During pregnancy in viviparous mammals (all mammals except Monotremes), endogenous retroviruses (ERVs) are activated and produced in high quantities during the implantation of the embryo. They are currently known to possess immunosuppressive properties, suggesting a role in protecting the embryo from its mother's immune system. Also, viral fusion proteins cause the formation of the placental syncytium to limit exchange of migratory cells between the developing embryo and the body of the mother (something an epithelium can't do sufficiently, as certain blood cells specialize to insert themselves between adjacent epithelial cells). The immunodepressive action was the initial normal behavior of the virus, similar to HIV. The fusion proteins were a way to spread the infection to other cells by simply merging them with the infected one (HIV does this too). It is believed that the ancestors of modern viviparous mammals evolved after an infection by this virus, enabling the fetus to survive the immune system of the mother.

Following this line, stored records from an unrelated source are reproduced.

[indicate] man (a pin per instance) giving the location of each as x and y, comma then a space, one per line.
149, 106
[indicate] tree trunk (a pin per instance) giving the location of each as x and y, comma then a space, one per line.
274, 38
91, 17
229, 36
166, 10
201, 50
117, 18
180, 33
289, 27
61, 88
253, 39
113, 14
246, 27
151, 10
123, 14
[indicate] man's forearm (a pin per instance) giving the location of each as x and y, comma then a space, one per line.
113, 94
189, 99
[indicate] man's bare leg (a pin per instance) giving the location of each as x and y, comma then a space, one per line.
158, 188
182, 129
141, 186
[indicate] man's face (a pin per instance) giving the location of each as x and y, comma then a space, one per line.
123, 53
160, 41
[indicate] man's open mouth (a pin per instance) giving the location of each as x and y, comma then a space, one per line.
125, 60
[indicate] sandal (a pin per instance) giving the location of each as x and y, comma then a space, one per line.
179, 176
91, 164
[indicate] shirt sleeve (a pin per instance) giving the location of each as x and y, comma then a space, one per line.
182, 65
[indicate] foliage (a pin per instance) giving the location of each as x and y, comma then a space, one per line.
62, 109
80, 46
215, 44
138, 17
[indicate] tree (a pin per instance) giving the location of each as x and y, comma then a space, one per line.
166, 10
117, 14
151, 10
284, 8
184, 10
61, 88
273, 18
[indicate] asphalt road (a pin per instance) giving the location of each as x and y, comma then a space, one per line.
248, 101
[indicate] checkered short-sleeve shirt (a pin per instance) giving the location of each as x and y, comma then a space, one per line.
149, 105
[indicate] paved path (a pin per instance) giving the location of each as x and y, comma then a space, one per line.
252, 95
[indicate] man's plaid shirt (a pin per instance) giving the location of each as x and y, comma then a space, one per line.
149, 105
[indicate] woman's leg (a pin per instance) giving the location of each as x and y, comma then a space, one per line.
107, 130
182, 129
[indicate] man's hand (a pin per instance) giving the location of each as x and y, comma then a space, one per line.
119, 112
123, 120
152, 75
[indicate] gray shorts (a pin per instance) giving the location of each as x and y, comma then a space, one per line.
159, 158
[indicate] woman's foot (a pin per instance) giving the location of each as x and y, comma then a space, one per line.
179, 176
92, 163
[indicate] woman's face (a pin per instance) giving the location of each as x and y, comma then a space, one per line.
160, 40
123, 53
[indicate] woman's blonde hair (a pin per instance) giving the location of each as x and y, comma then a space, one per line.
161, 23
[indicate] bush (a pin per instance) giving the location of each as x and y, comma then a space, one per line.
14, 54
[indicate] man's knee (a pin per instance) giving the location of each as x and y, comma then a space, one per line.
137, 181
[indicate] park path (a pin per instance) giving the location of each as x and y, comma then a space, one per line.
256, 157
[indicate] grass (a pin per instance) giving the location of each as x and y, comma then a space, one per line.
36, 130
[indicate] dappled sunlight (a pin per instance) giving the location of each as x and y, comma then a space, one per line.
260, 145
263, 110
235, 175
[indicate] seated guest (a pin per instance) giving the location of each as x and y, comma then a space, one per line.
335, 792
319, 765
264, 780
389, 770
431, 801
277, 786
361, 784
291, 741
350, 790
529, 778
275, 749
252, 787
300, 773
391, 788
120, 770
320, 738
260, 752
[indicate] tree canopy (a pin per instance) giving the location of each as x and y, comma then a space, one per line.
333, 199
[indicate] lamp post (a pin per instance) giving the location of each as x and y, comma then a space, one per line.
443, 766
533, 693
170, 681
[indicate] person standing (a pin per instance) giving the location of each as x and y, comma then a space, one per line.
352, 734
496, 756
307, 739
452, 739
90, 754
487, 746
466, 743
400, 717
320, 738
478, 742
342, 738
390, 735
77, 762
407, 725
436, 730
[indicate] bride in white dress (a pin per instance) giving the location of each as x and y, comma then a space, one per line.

The human genome project found several thousand ERVs classified into 24 families.

Immune network theory

A theoretical framework explaining the workings of the acquired immune system is provided by immune network theory, based on interactions between idiotypes (unique molecular features of one clonotype, i.e. the unique set of antigenic determinants of the variable portion of an antibody) and 'anti-idiotypes' (antigen receptors that react with the idiotype as if it were a foreign antigen). This theory, which builds on the existing clonal selection hypothesis and since 1974 has been developed mainly by Niels Jerne and Geoffrey W. Hoffmann, is seen as being relevant to the understanding of the HIV pathogenesis and the search for an HIV vaccine.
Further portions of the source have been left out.